I FIRST got to know Bertie Nicolson of Brindister quite a few years ago, when we used to buy the occasional dairy calf to raise for suckler cows. The impression I gained, and never changed, was of a man of great intelligence, firmness and integrity, and also of great commitment to Shetland’s agricultural community.
Bertie was born on 23rd February 1920, second son in a family of four, and attended the Gulberwick school. He left at 14, and from then on was pretty much dedicated to the life of the land, in private and in public life. The Brindister dairy enterprise spanned from the early household deliveries to the modern dairy-based business.
He would almost certainly have been the last surviving serious horse ploughman. This was a skill he took up very young, and one where he won trophies while still in his teens.
He was exempted from service during the Second World War, for essential land work. His brother Cecil was called up and served.
A devoted family man, he married Alice Sutherland in 1963. Their family consist of Eileen and Alan, and there are four grandchildren. All his life, Bertie was a strong supporter of community and agricultural organisations. He supported the Gulberwick hall, on the committee for over 30 years and as chairman for 20.

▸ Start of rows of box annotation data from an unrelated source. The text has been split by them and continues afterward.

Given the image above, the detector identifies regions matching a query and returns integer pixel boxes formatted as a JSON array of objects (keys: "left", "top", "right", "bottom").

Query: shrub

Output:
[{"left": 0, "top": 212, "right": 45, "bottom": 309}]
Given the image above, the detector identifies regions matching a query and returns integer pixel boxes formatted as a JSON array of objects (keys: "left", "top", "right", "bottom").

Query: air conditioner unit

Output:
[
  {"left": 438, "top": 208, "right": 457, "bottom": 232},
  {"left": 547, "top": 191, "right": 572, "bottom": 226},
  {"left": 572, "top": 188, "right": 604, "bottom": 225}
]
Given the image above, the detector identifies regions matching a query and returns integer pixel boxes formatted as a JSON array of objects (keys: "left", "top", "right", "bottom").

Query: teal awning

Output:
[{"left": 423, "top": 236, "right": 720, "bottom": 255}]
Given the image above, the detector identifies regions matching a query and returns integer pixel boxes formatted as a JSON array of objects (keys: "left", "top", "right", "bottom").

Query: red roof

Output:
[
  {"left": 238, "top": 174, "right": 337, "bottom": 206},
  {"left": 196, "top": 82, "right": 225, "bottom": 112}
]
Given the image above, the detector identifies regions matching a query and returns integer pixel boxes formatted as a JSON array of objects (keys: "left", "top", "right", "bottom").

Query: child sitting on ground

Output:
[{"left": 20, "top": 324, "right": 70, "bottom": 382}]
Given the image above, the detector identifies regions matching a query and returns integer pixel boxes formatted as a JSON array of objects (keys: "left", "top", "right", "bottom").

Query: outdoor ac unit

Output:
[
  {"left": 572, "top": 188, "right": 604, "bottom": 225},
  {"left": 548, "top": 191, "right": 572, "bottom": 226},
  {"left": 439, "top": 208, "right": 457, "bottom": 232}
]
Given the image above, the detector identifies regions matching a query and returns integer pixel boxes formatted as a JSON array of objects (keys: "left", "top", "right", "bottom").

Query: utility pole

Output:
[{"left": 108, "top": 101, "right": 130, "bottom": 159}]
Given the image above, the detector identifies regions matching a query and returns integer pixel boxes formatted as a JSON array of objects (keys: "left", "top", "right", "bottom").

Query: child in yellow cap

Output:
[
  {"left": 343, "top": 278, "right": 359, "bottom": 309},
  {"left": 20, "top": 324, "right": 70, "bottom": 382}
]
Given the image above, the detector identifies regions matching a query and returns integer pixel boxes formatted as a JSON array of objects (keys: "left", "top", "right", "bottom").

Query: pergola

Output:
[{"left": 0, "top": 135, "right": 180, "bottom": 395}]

On the wider stage, Shetland ponies were an abiding interest, and he was on the committee of the Shetland Pony Breeders, also serving on the Shetland Pony Stud Book, Edinburgh based, where he was president for a term. He was on the committee of the Shetland Milk Producers Association, and a director and manager of Shetland Marts. This is just a selection of the things he was involved in.
Bertie was a humorous man, liking a fun, and thoroughly enjoyed Scottish dance music. The family are, of course, well known exponents of that same music.
In later years, he became famous for his tractor collection. That started with the Golden Jubilee of the Cunningsburgh show in 1985, and grew from then on.
The three siblings, Cecil, Bertie and Nellie had all been keen supporters of the show. For many years their stock had been prominent in the lines at Cunningsburgh.
Arthritis set in early for Bertie, and he had his hips replaced in the 1970s. After much wear and tear, these early artificial joints wore out, and further replacement was not an option. For many, that would have meant a completely sedentary existence, but this was a man of great determination, and he made considerable progress on his sticks.
Regrettably, Alzheimer’s disease set in towards the end and Bertie spent his last two years in care.
A well kent figure, and much missed, by family, friends and the wider agricultural community of Shetland. Bertie has been described as firm minded, fair and honest. A good epitaph, and one he richly deserves.
Condolences go to Alice his widow, to Eileen and Alan and to the rest of the family.